With these solutions, customers simply enter their card number and card verification value using the telephone keypad and the touch tones (DTMF tones) are replaced with flat tones. The card data is encrypted and securely routed to the Merchant Service Provider, never entering the contact center’s infrastructure. As a result, the retailer reduces the scope of compliance with PCI DSS and minimizes risk.
While this technique effectively conceals the card information from the customer service representative, some DTMF masking solutions allow agents to remain on the line, speaking with the customer to help with any issues that may arise. Unlike interactive voice response systems, this approach ensures strong data security without compromising customer experience.
Relying on new technologies alone to secure your contact center is not enough to stop today’s devious cybercriminals and fraudsters. In addition to using secure POS terminals and DTMF-masking solutions in their call and contact centers, retailers should adopt the following best practices:
Ultimately, it’s in a business’s best interest to comply with the PCI DSS because of the tangible benefits it provides. First and foremost, implementing the security controls listed in the PCI DSS framework can reduce a retailer’s risk of experiencing a data breach. Using firewalls and encryption, as well as prohibiting the storage of cardholder information not only makes it harder for hackers to break into an organization, but also reduces the amount of sensitive data accessible in the event of a breach.
Additionally, implementing a PCI DSS compliance program helps an organization cultivate a mindset of strong security among employees.
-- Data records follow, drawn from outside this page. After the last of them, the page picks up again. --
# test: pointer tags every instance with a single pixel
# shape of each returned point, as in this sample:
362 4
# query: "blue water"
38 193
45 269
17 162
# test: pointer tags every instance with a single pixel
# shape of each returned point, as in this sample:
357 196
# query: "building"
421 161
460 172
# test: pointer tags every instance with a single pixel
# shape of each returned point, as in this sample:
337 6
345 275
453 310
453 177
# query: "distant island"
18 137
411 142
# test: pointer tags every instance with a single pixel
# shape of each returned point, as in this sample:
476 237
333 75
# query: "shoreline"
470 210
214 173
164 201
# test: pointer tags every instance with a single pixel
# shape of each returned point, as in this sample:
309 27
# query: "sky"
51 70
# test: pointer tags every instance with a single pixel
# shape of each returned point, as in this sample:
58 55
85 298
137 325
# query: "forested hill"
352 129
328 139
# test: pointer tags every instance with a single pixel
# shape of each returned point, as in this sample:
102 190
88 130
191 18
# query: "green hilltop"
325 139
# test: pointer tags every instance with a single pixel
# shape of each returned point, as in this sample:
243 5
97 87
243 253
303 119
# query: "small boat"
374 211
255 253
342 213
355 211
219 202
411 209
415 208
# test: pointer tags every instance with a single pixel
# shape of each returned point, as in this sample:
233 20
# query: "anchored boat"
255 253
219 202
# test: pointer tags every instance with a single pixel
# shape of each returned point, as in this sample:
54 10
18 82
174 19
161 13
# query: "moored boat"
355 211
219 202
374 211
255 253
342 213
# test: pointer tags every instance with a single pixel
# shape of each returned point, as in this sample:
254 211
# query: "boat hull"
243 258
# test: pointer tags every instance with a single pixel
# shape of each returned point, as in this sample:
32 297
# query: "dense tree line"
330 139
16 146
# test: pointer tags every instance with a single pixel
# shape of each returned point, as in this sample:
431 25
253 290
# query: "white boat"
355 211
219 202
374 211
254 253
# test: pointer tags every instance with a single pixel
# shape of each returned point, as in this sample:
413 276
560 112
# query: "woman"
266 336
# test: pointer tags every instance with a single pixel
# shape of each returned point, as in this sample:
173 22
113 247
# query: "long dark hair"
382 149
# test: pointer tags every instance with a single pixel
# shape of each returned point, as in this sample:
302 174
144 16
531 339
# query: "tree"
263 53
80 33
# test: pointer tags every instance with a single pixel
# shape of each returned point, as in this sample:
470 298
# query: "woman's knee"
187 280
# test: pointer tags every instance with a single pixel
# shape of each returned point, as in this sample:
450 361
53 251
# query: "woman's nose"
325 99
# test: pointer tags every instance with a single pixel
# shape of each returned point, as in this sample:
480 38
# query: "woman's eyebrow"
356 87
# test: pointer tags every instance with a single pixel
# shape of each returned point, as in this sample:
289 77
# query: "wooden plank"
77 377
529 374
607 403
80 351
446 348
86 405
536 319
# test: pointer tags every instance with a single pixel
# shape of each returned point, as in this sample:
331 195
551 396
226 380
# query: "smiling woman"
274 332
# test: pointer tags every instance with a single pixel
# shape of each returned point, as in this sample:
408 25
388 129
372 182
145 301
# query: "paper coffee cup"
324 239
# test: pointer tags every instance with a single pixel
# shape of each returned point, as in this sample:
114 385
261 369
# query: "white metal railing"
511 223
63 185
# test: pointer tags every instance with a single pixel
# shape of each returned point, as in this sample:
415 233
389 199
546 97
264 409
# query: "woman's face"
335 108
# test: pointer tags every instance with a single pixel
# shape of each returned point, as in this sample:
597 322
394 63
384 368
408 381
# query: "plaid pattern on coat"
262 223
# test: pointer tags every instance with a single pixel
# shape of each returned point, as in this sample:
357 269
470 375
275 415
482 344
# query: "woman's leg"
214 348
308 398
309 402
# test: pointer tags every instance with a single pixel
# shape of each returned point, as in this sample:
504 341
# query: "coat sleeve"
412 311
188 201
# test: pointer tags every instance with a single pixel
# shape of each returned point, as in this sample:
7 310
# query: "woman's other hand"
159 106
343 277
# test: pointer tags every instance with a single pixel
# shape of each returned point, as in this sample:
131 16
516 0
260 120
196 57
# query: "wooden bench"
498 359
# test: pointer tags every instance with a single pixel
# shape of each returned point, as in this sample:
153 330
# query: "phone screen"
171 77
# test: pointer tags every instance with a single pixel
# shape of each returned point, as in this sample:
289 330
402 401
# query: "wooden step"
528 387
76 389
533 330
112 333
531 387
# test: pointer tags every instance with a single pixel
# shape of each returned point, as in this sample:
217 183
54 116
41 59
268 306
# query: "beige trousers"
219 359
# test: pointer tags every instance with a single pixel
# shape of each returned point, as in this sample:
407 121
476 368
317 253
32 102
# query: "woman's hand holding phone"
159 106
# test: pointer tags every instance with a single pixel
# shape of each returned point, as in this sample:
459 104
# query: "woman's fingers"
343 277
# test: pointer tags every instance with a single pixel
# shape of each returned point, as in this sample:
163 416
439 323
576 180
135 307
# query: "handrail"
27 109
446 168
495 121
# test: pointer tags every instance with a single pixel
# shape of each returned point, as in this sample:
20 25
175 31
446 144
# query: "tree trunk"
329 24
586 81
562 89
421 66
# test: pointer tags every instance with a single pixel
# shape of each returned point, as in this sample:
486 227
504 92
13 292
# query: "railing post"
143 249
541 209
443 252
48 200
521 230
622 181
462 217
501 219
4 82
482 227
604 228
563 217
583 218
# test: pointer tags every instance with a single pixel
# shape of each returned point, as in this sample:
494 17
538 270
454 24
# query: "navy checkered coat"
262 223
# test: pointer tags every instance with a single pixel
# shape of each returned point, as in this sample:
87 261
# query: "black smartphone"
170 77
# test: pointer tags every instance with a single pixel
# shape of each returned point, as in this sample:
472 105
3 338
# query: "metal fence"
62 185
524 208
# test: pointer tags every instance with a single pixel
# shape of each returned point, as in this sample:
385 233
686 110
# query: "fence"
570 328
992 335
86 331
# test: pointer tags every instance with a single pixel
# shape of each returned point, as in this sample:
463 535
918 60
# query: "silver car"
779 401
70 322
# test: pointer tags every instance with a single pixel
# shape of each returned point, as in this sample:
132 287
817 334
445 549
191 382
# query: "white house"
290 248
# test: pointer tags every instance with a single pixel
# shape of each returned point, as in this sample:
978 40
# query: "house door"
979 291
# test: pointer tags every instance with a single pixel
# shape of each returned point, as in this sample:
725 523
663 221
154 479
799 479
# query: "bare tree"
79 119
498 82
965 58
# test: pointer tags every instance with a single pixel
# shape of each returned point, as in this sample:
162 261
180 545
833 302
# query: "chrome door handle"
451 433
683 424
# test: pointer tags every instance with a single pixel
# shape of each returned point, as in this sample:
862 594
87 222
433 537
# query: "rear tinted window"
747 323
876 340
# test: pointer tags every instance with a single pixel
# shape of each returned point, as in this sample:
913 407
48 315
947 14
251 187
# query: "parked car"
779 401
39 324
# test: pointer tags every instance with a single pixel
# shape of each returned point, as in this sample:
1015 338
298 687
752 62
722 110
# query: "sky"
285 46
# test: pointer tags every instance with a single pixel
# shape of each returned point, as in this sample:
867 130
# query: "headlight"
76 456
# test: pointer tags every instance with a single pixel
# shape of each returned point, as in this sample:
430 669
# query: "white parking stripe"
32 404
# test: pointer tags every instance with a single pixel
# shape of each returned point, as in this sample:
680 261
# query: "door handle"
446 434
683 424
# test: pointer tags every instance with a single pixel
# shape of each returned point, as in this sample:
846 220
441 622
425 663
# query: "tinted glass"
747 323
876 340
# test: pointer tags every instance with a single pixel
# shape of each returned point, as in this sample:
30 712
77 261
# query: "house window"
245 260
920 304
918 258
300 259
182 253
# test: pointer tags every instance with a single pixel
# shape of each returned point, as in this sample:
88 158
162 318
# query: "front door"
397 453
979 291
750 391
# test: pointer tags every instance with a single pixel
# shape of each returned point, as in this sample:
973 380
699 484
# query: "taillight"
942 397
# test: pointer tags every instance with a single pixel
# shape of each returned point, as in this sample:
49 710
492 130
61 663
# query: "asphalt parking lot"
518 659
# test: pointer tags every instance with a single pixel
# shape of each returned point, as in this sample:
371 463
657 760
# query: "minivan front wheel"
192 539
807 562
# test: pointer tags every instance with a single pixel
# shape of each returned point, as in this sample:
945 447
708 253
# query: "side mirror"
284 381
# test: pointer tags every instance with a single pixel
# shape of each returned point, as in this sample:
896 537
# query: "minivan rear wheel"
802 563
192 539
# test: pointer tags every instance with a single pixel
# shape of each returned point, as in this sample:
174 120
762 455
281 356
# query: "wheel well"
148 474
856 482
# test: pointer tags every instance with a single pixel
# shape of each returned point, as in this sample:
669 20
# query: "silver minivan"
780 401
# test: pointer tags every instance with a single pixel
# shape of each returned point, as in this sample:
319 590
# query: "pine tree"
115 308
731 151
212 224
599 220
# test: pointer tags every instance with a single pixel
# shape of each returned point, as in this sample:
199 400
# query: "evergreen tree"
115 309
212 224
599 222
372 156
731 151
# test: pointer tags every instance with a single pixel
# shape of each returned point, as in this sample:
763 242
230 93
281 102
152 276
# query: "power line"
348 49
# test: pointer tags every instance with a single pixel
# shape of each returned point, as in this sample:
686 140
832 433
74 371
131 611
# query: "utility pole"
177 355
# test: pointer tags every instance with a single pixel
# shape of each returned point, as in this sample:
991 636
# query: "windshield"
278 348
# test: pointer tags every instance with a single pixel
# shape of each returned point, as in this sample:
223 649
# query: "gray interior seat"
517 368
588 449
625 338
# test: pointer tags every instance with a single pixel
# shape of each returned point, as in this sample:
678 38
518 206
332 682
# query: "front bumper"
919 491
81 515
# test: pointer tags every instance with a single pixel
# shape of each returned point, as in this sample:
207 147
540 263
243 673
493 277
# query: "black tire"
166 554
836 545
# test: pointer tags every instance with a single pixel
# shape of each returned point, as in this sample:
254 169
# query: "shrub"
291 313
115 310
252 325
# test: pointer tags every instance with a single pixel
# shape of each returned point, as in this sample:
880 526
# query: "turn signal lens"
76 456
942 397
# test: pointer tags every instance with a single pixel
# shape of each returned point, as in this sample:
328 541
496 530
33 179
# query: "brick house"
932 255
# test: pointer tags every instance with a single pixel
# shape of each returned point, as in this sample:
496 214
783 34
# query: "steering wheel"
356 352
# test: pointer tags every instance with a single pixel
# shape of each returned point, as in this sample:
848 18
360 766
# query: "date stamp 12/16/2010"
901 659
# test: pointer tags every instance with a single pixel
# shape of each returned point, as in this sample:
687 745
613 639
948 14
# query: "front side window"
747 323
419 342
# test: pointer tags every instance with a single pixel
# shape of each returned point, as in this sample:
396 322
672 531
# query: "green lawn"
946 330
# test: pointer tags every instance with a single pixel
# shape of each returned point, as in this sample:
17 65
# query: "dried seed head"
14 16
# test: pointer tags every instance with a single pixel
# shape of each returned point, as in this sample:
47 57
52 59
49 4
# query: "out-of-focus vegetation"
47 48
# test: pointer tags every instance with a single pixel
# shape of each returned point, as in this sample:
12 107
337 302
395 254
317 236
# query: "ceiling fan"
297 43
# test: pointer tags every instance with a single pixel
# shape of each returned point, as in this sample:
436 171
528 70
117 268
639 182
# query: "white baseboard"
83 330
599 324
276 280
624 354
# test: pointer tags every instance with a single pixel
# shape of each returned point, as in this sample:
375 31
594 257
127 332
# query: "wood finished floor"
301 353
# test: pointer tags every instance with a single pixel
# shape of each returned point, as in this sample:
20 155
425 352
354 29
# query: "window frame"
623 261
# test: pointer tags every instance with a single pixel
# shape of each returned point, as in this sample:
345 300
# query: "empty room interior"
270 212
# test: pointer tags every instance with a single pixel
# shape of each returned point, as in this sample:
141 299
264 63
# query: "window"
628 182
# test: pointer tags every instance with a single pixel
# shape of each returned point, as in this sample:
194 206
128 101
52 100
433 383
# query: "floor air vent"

The robust framework of the PCI DSS includes self-assessment exercises that each merchant must complete, which is a great way for an organization to honestly examine its current practices and determine where improvements can be made.
Lastly, and perhaps most importantly, complying with the PCI DSS helps retailers better protect their most important assets: their customers, employees and brand reputation. Thus, avoiding the reputation-damaging headlines associated with a data breach is essential to maintaining a positive brand image and maintaining customers’ trust. By implementing technology solutions to minimize the amount of sensitive data they handle and store, while following industry best practices, retailers can minimize risk and reduce the cost and complexity of compliance.